Another option: Building above the garage
One obvious side effect of a garage conversion is that you’ll no longer be able to use it as a parking space, or as storage space for other items. If you aren’t willing to give up that extra space, consider building a new living area above the garage instead.
That typically means raising the roof or adding dormers (extensions from a slanted roof).
The former requires removing the existing roof and adding a new floor above the garage. This is a drastic and expensive step, but it will create a whole new second-floor living level.
The two most common types of dormers include gable dormers, which are often referred to as “doghouse” dormers, and shed dormers. Gable dormers are smaller, have one window, and are usually installed in the roof along the front of the garage. Shed dormers are used to create an 8-foot ceiling from a pitched roof that has virtually no headroom; they’re typically built across the entire length of the back of the garage.
How much does it cost to turn a garage into living space?
The cost depends on the complexity of the conversion, region of the country, and the interior finishes you select. On average, you’ll pay $10,000–20,000, or more. A simple conversion, such as a living room, would be on the lower end, while any project that requires plumbing and appliances will cost considerably more. Cost also increases with higher-end finishes—flooring, tiling, and windows. If adding a bathroom, you’ll pay an average cost of $10,000–15,000.
You can save money by doing some of the work yourself. Depending on your DIY skills, you can handle the demolition work, install insulation, lay down flooring, and paint the interior.

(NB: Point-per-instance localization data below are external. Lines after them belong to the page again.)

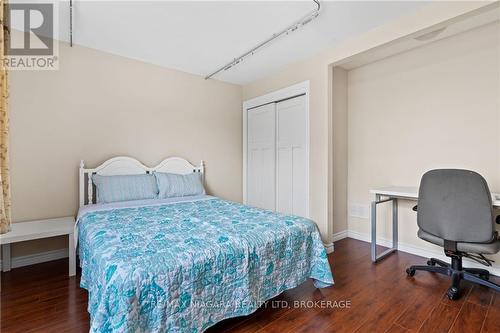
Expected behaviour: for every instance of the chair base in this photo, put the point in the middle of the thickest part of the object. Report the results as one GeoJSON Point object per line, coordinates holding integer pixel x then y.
{"type": "Point", "coordinates": [457, 273]}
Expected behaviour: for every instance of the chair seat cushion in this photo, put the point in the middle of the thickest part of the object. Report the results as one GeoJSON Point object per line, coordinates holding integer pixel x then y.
{"type": "Point", "coordinates": [484, 248]}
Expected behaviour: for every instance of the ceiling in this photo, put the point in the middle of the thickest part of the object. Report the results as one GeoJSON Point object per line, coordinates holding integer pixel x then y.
{"type": "Point", "coordinates": [200, 36]}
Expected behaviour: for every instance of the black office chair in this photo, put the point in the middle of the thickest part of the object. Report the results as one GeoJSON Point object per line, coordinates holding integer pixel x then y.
{"type": "Point", "coordinates": [455, 211]}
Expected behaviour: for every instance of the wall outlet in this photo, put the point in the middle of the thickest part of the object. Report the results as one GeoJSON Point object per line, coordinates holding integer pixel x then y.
{"type": "Point", "coordinates": [359, 210]}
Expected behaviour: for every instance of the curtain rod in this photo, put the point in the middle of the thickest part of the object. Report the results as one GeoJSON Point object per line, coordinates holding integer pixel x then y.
{"type": "Point", "coordinates": [291, 28]}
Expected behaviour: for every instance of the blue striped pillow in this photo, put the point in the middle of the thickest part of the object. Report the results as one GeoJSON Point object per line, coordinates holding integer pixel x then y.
{"type": "Point", "coordinates": [125, 188]}
{"type": "Point", "coordinates": [173, 185]}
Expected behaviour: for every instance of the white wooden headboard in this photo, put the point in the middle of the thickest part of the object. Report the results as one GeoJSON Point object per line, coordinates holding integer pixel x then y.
{"type": "Point", "coordinates": [123, 165]}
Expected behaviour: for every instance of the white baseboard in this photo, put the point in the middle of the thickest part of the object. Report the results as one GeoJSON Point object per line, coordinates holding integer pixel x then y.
{"type": "Point", "coordinates": [339, 235]}
{"type": "Point", "coordinates": [329, 247]}
{"type": "Point", "coordinates": [37, 258]}
{"type": "Point", "coordinates": [419, 251]}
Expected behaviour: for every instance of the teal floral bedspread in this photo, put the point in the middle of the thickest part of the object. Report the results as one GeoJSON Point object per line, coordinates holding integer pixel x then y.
{"type": "Point", "coordinates": [183, 267]}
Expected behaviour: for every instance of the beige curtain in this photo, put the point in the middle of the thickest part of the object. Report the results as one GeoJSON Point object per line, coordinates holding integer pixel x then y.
{"type": "Point", "coordinates": [4, 128]}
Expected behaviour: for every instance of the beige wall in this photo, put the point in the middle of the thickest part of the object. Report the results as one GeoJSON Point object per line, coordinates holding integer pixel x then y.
{"type": "Point", "coordinates": [97, 106]}
{"type": "Point", "coordinates": [432, 107]}
{"type": "Point", "coordinates": [329, 213]}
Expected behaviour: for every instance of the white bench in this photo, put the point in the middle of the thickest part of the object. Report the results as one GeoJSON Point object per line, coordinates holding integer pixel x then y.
{"type": "Point", "coordinates": [26, 231]}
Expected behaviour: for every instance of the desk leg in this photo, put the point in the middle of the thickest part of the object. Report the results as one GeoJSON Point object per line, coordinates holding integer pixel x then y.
{"type": "Point", "coordinates": [6, 257]}
{"type": "Point", "coordinates": [373, 244]}
{"type": "Point", "coordinates": [72, 255]}
{"type": "Point", "coordinates": [395, 224]}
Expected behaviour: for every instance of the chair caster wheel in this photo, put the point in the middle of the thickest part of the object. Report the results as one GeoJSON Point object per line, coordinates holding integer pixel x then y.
{"type": "Point", "coordinates": [410, 271]}
{"type": "Point", "coordinates": [452, 293]}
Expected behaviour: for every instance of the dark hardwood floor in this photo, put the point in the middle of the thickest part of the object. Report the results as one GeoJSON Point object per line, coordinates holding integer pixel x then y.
{"type": "Point", "coordinates": [41, 298]}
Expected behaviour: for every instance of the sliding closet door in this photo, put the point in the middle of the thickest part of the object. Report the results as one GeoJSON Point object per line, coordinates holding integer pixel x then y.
{"type": "Point", "coordinates": [291, 184]}
{"type": "Point", "coordinates": [261, 155]}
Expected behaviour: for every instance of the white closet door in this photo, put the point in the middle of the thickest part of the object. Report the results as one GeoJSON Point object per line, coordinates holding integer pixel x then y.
{"type": "Point", "coordinates": [291, 183]}
{"type": "Point", "coordinates": [261, 155]}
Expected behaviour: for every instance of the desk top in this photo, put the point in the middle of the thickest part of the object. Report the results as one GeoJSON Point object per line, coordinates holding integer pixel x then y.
{"type": "Point", "coordinates": [411, 193]}
{"type": "Point", "coordinates": [23, 231]}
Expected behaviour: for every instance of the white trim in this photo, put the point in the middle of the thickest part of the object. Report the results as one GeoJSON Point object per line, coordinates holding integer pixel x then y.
{"type": "Point", "coordinates": [38, 258]}
{"type": "Point", "coordinates": [419, 251]}
{"type": "Point", "coordinates": [301, 88]}
{"type": "Point", "coordinates": [339, 235]}
{"type": "Point", "coordinates": [329, 247]}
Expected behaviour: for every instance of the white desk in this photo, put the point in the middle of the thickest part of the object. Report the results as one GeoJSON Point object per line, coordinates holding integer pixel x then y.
{"type": "Point", "coordinates": [393, 194]}
{"type": "Point", "coordinates": [24, 231]}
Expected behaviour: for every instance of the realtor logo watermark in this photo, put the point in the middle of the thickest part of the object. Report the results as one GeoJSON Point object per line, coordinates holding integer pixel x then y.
{"type": "Point", "coordinates": [32, 42]}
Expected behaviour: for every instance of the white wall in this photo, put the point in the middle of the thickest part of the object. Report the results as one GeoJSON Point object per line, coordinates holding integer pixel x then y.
{"type": "Point", "coordinates": [432, 107]}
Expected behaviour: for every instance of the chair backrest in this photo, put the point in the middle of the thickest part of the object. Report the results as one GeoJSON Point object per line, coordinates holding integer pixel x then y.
{"type": "Point", "coordinates": [455, 205]}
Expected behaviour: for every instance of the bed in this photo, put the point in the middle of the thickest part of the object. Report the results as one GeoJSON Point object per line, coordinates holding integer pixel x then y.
{"type": "Point", "coordinates": [183, 264]}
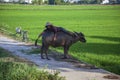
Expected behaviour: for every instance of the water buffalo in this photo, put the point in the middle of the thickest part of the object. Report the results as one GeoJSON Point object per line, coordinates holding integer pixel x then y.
{"type": "Point", "coordinates": [62, 39]}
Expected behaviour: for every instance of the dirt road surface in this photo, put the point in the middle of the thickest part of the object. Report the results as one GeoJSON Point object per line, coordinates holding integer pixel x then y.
{"type": "Point", "coordinates": [66, 69]}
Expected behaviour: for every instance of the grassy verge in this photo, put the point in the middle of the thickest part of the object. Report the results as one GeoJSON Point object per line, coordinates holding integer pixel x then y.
{"type": "Point", "coordinates": [100, 24]}
{"type": "Point", "coordinates": [14, 68]}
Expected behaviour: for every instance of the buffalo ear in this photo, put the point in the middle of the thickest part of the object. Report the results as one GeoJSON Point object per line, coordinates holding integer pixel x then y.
{"type": "Point", "coordinates": [75, 34]}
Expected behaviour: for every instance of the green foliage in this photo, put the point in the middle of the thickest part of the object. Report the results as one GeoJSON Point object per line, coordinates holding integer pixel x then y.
{"type": "Point", "coordinates": [100, 24]}
{"type": "Point", "coordinates": [11, 69]}
{"type": "Point", "coordinates": [20, 71]}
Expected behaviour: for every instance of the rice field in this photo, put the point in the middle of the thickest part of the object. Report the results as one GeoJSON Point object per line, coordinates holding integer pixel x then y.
{"type": "Point", "coordinates": [99, 23]}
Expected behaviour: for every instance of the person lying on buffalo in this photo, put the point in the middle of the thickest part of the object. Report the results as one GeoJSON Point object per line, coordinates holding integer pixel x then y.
{"type": "Point", "coordinates": [55, 29]}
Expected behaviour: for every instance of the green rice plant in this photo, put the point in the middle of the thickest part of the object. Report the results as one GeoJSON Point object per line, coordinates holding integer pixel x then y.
{"type": "Point", "coordinates": [99, 23]}
{"type": "Point", "coordinates": [12, 69]}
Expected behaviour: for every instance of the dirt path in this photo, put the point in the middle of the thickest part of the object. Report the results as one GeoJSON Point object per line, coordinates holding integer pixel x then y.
{"type": "Point", "coordinates": [66, 69]}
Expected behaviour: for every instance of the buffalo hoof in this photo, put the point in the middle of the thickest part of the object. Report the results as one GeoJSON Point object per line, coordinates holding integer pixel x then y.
{"type": "Point", "coordinates": [64, 58]}
{"type": "Point", "coordinates": [48, 58]}
{"type": "Point", "coordinates": [42, 58]}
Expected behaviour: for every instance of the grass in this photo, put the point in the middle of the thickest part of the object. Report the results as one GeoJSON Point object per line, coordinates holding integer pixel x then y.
{"type": "Point", "coordinates": [100, 24]}
{"type": "Point", "coordinates": [12, 68]}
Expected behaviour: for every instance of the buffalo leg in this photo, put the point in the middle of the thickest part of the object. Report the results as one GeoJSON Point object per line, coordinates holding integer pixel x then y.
{"type": "Point", "coordinates": [42, 51]}
{"type": "Point", "coordinates": [65, 52]}
{"type": "Point", "coordinates": [46, 53]}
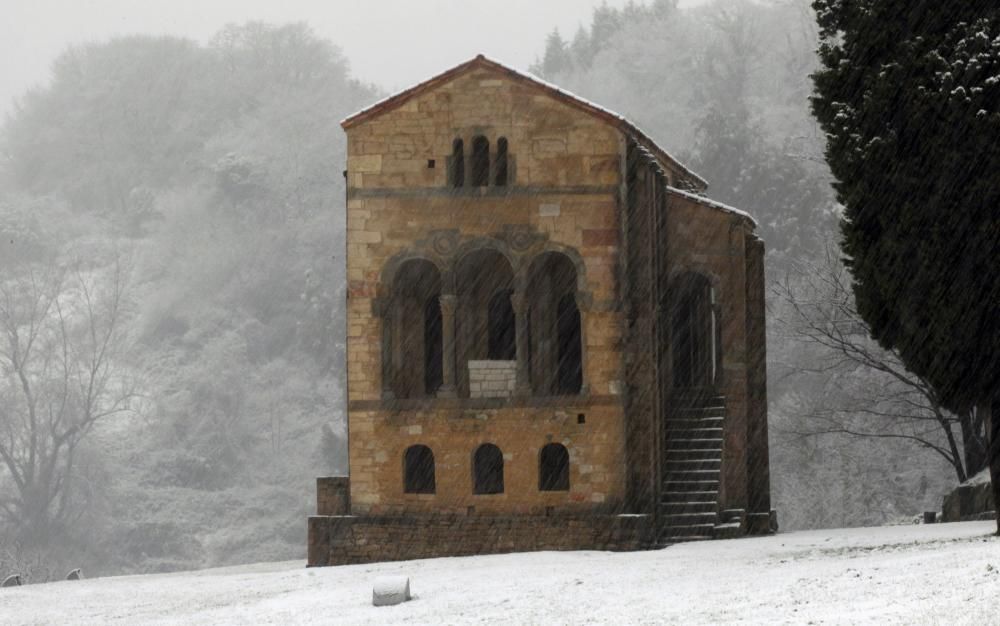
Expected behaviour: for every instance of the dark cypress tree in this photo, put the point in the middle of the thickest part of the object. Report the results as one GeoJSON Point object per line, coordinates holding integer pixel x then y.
{"type": "Point", "coordinates": [909, 96]}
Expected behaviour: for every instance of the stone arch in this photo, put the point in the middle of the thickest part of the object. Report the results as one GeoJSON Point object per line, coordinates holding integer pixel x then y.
{"type": "Point", "coordinates": [391, 269]}
{"type": "Point", "coordinates": [555, 325]}
{"type": "Point", "coordinates": [487, 470]}
{"type": "Point", "coordinates": [483, 277]}
{"type": "Point", "coordinates": [693, 316]}
{"type": "Point", "coordinates": [582, 286]}
{"type": "Point", "coordinates": [412, 350]}
{"type": "Point", "coordinates": [418, 470]}
{"type": "Point", "coordinates": [553, 468]}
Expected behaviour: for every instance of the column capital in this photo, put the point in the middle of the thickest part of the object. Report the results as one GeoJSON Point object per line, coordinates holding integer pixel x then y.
{"type": "Point", "coordinates": [448, 302]}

Does conversion add value to your home?
A garage conversion increases square footage, which could increase the property value of your home (and likely raise your property taxes, as well). But garages are highly desirable to home buyers—so not having one could make your home harder to sell.
If you’re planning to move within five years, ask a local real estate agent to determine if a garage conversion will add value to your home.
How to find a garage-conversion professional
Many general contractors can handle a garage conversion. A few companies actually specialize in garage conversions, and will handle the entire process for you, including designing the space and obtaining the necessary permits.
“There’s a lot to consider when turning a garage into living space, and most homeowners are happy when an experienced builder takes the time to explain those details at the very beginning of the project,” Veron explains.
“When looking for a company that would help convert our very drab garage to a comfortable, cool, man cave/theater room, we found Edison Home Improvement,” notes Yelper DJ M. of Encinitas, California. “Our project manager… was there every step of the way, with suggestions or changes we made. Any issues that arose were taken care of immediately.”
To get a realistic idea of overall costs, request bids format least three different contractors. Be sure to include details of the work to be performed and materials used. That way, you’ll know you’re comparing prices for the same job.
“Although it may be time-consuming to gather all this information, it’s the best way to ensure the success of your project,” Danny Lipford says.
Also, find out how long the project will take. A simple conversion, such as a family room, can be completed in 2–4 weeks. Transforming a garage into an apartment with kitchen and bath, however, might take two months or longer.
If you can, get recommendations from friends or neighbors who’ve done a garage conversion and were satisfied with the contractor’s work. You can also search online reviews of professionals in your town.